² Department of Clinical Laboratory, the Affiliated Cancer Hospital of Nanjing Medical University and Jiangsu Cancer Hospital and Jiangsu Institute of Cancer Research, Nanjing 210009, China; Jiangsu Key Laboratory of Molecular and Translational Cancer Research, 42 Baiziting Road, Xuanwu District, Nanjing 210009, China.
³ Department of Clinical Laboratory, the Affiliated Cancer Hospital of Nanjing Medical University and Jiangsu Cancer Hospital and Jiangsu Institute of Cancer Research, Nanjing 210009, China.
⁴ Good Clinical Practice Office, the Affiliated Hospital of Nanjing Medical University and Jiangsu Cancer Hospital and Jiangsu Institute of Cancer Research, Nanjing 210009, China.
⁵ Department of Pathology, the Affiliated Cancer Hospital of Nanjing Medical University and Jiangsu Cancer Hospital and Jiangsu Institute of Cancer Research, Nanjing 210009, China.
⁶ Department of General Surgery, the Affiliated Cancer Hospital of Nanjing Medical University and Jiangsu Cancer Hospital and Jiangsu Institute of Cancer Research, Nanjing, China.
⁷ Jiangsu Province Key Laboratory for Molecular and Medical Biotechnology, College of Life Science, Nanjing Normal University, Nanjing 210000, Jiangsu, PR China. Electronic address: rongwang@nnu.edu.cn.
⁸ State Key Laboratory of Analytical Chemistry for Life Science and Jiangsu Key Laboratory of Molecular Medicine, Medical School of Nanjing University, Nanjing 210093, China.
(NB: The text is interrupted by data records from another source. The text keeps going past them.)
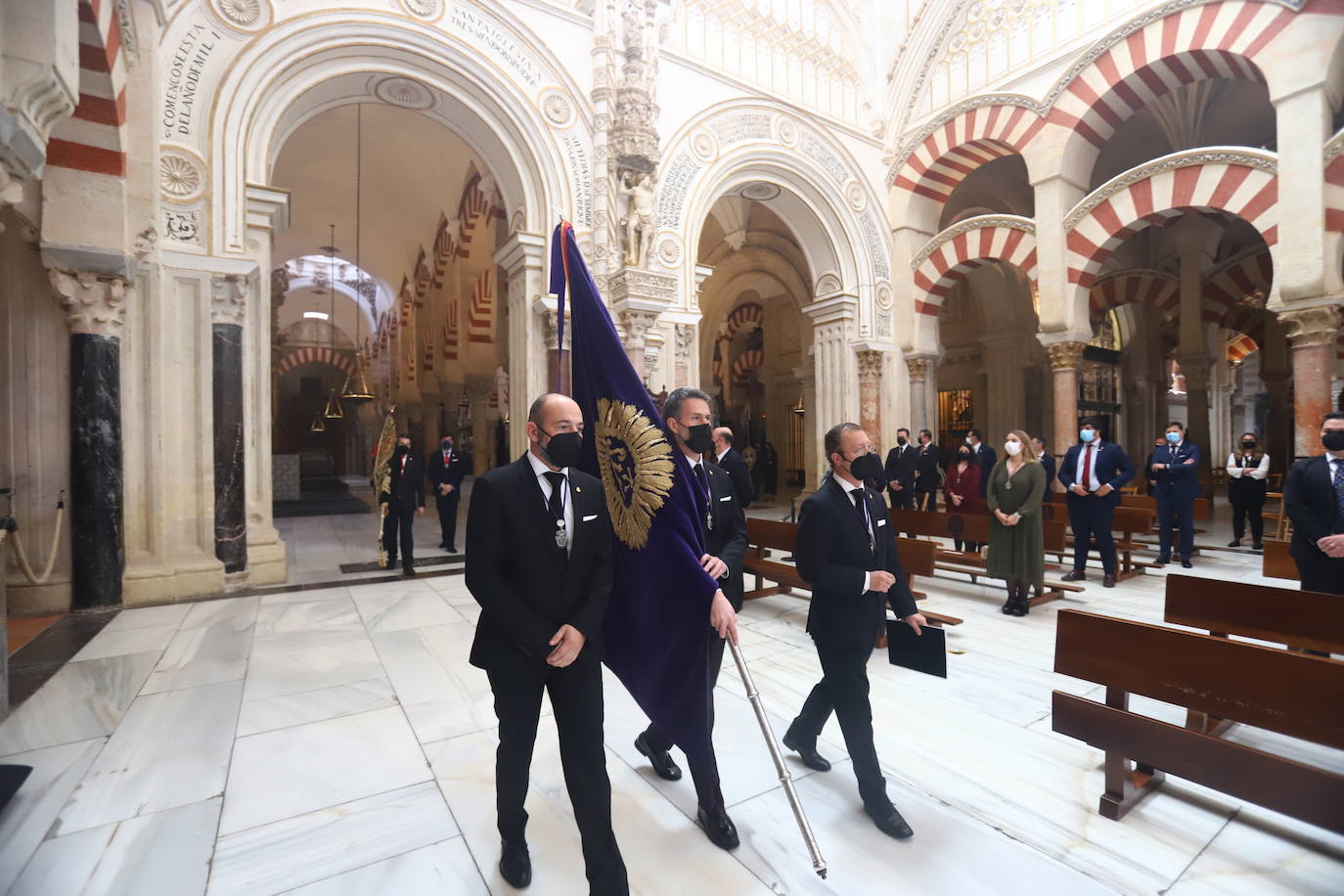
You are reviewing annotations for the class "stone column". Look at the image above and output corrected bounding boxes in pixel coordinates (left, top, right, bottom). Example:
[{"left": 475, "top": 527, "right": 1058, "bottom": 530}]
[
  {"left": 1046, "top": 341, "right": 1086, "bottom": 454},
  {"left": 51, "top": 270, "right": 126, "bottom": 609},
  {"left": 209, "top": 274, "right": 247, "bottom": 576},
  {"left": 856, "top": 348, "right": 887, "bottom": 450},
  {"left": 1278, "top": 305, "right": 1340, "bottom": 457},
  {"left": 906, "top": 357, "right": 937, "bottom": 440}
]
Electronic address: yongwang@nju.edu.cn.
⁹ Department of Clinical Laboratory, the Affiliated Cancer Hospital of Nanjing Medical University and Jiangsu Cancer Hospital and Jiangsu Institute of Cancer Research, Nanjing 210009, China; Jiangsu Key Laboratory of Molecular and Translational Cancer Research, 42 Baiziting Road, Xuanwu District, Nanjing 210009, China. Electronic address: yanfeng@jszlyy.com.cn.

PMID: 39798758
DOI: 10.1016/j.ijbiomac.2025.139734

Abstract

Maggots contain various kinds of polysaccharides and recent studies mostly concentrated on their anti-inflammatory functions. While the molecule mechanisms related to the polysaccharides inhibiting carcinogenesis remains unclear. Here we characterized the polysaccharides extracted from maggot (MEs) determining their anti-colon cancer potentials. ME in this study were composed of glucose, mannose, galactose, arabinose and xylose. ME dose-and time-dependently inhibited viability and obviously induced G0/G1 phase arrest in human colon cancer cells. Additionally, Proteomics and western blotting proved that ME suppressed the expression of GPX4 and increased the expression of HMOX1 in vivo and vitro. ME promoted ferroptosis in HCT116 and LOVO cells, reversing ROS, lipid peroxidation and GSSG/GSH radio level. In general, the findings stated that the polysaccharides provided effects of inducing colon cancer ferroptosis, uncovering potential function of ME from maggot as a candidate compound.

Keywords: Colon cancer; Ferroptosis; HMOX1/GPX4 signaling pathway; Maggot; Polysaccharides.